Don Diego de Zama est fonctionnaire de la couronne espagnole dans une obscure colonie reculée d'Amérique du Sud dont la situation géographique n'est jamais clairement exposée (et ce même si, à partir de certains indices, la critique situe généralement l'action dans la ville d'Asunción, actuelle capitale du Paraguay). Quoi qu'il en soit, savoir avec précision où l'histoire se déroule n'importe pas, l'intention de l'auteur étant bien plus générale. Ce que narre ce roman au style prodigieusement concentré, minimal, sans effet, d'une précision diabolique, c'est une vie vécue comme perpétuelle remise à plus tard, une vie condamnée à la passivité. Don Diego de Zama passera tout le roman (dix ans) à attendre une hypothétique mutation (Buenos Aires, Santiago du Chili ou, Graal ultime, l'Espagne) qui ne viendra pas. Séparé de sa femme, de sa famille, il est seul, prisonnier de lui-même, incapable d'agir. Incapable, et pourtant ce n'est pas faute d'essayer. Mais, tel un essieu qui serait enlisé dans la fange, plus il s'agite plus il garantit lui-même les conditions sans équivoques de son échec.

La vie chez Di Benedetto ressemble à une condamnation jouée d'avance, ce qui ne fait pas de lui cependant, n'allez pas croire, un moraliste. Loin s'en faut.

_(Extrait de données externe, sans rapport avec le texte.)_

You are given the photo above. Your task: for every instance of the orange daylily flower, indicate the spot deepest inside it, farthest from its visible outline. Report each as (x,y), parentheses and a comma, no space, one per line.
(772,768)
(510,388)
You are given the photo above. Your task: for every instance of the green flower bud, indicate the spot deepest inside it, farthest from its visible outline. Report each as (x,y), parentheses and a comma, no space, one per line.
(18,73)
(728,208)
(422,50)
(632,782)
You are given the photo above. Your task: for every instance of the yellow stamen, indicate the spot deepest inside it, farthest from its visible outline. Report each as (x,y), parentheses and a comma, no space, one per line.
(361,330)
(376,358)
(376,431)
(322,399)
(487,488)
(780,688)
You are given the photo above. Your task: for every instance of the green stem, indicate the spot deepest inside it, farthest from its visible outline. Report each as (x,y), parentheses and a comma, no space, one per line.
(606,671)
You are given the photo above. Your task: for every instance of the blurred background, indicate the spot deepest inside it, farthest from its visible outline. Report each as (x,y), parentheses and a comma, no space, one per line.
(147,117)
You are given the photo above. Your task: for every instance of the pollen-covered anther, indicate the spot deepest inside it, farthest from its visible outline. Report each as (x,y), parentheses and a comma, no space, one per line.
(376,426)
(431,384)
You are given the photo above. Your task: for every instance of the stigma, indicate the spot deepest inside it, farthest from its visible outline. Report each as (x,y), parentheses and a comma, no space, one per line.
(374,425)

Ce n'est pas non plus un monde sans espoir qu'il nous décrit, non, c'est tout simplement un monde froid, qui glisse entre les mains de ceux qui n'ont pas la capacité de lutter. Mais, là aussi, il faut nuancer : les personnages de Di Benedetto (Don Diego de Zama; le narrateur anonyme en lutte contre la dictature des bruits qu'impose la polis moderne dans Le Silenciaire; cet autre qui dans Les suicidés cherche à comprendre les raisons du suicide) ne sont pas des idiots ni ne sont complètements naïfs. S'ils ne font rien pour échapper à leur condamnation, c'est parce qu'ils sont précisément les auteurs de ce jugement même qui les condamne.

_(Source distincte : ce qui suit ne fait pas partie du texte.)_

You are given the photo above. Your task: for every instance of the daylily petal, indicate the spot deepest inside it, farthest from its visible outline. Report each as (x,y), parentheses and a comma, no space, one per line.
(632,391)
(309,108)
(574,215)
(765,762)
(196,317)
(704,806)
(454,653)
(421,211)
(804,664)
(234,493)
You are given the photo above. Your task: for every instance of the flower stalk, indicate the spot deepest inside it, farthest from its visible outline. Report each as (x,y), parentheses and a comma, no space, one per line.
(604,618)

Le monde chez Di Benedetto est froid, sans pitié, parce que nous le découvrons à travers les yeux de ceux qui précisément semblent avoir délibérément choisis de le voir ainsi. Il ne s'agit pas de pessimisme, pourtant, ce serait trop facile, l'art de notre auteur en serait bien pauvre. Au contraire, de par ces multiples tentatives (tentatives de tenter quelque chose) le narrateur Di Benedettien fait preuve d'une belle énergie inutile. Car le mal-être, la sensation de ne pas être là où il faudrait, ou plutôt la sensation de ne pas avoir les coudées franches pour exister complètement, pour être enfin et pas dans un vague purgatoire (le narrateur, dans Le Silenciaire, obsédé maladivement par le bruit, définit celui-ci comme un "instrument de ne-pas-laisser-être") est, comme dirait ce bon vieux Lacan, leur "jouissance".

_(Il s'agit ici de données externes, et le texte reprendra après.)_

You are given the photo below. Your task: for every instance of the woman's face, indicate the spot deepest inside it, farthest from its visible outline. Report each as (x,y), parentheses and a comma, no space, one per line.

Une complaisance ? Peut-être pas, ou pas seulement. Car eux croient vraiment se battre pour avancer. Mais l'ironie du style que pratique Di Benedetto semble nous dire qu'au fond ils ont pleine conscience de leurs contradictions et semblent les accepter, s'y résigner.

Le style, parlons en : des phrases courtes, des paragraphes à peine plus longs, une écriture découpée au scalpel, où l'efficacité narrative (il n'y a pas, étonnamment, de temps morts dans ces trois romans sur l'attente) contribue au sentiment d'apnée. Le style de Di Benedetto, comme l'a fait remarquer plus d'une foi Juan José Saer [1], est sa signature, et il n'a guère d'antécédents dans le contexte latino-américain. Pour poursuivre avec Saer, il faut préciser aussi qu'il n'est pas un succédané austral des existentialistes français (laissons cela à Ernesto Sabato). Car Di Benedetto est tout sauf - horreur ! - un théoricien. À cela, aux concepts brandis à gros sabots, il préfère les fables laconiques, les aphorismes minimaux, autant d'éléments à priori hétérogènes qui viennent ici ou là ponctuer le texte, lui apportant un éclairage mais sans jamais appuyer la touche. L'art de Di Benedetto est laconique, ironique (mais d'une ironie qui serait presque dépouillée de sa charge, ne conservant d'elle-même qu'une distance glaciale). Dans Zama, il se permet aussi de se jouer insidieusement du style du siècle d'or, mais il ne s'agit pas d'un vague jeu méta-littéraire. Ce qui l'intéresse, c'est de construire une langue intemporelle, pour mieux s'éloigner de tout effet de manche propre aux romans soi-disant historiques. La condition de l'homme di benedettien c'est avant tout la nôtre.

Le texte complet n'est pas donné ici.